1. A group of ecologist studied three abandoned crop fields over a period of 60 years. They noted the following trends:
i. The soil nitrate concentration rose
ii. The percentage cover of bare soil decreased
iii. The number of woody plants rose
iv. The number of small annual plants decreased

a) Explain why the soil nitrate concentration changed.

b) The coloniser and pioneer plants have different characteristics. For example, pioneer seeds germinate better with fluctuating temperatures. Why is this is an advantage?

c) What would be the advantage for a plant that colonised 50 years before to photosynthesis best at low light intensities?

2. An ecosystem is not a fixed entity: it is in fact, constantly changing over time.

  1. Give an example for each of the following:
    1. pioneer
    2. herbaceous plant
    3. What is the difference in habitat in which pioneers and herbaceous plants can grow?
    4. Explain what a climax community is.
    5. What kind of community is a garden known as?



a) There was an increase in dead organisms which increased the amount of humus and decomposition.

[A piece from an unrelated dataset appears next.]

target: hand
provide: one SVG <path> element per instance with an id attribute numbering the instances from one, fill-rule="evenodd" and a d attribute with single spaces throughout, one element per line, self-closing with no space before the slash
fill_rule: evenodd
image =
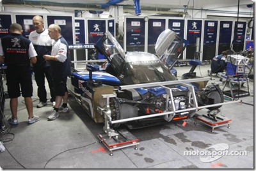
<path id="1" fill-rule="evenodd" d="M 44 55 L 43 57 L 46 61 L 49 61 L 51 59 L 51 56 L 49 55 Z"/>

This led to an increase in nitrification and nitrogen fixation.

b) The temperatures in bare soil fluctuate and at the start of succession there’s more bare soil and few plants.

c) These plants will survive in shady conditions, produced when the taller plants grow and block out the sunlight.


a) Answers include:
i. ferns, grasses
ii. dandelions, goose grass
b) Pioneers can grow in thin soil while herbaceous need more soil in which to grow their roots.

c) A food web composed of numerous trophic levels and comprised of a complexity of interactions at which succession stops.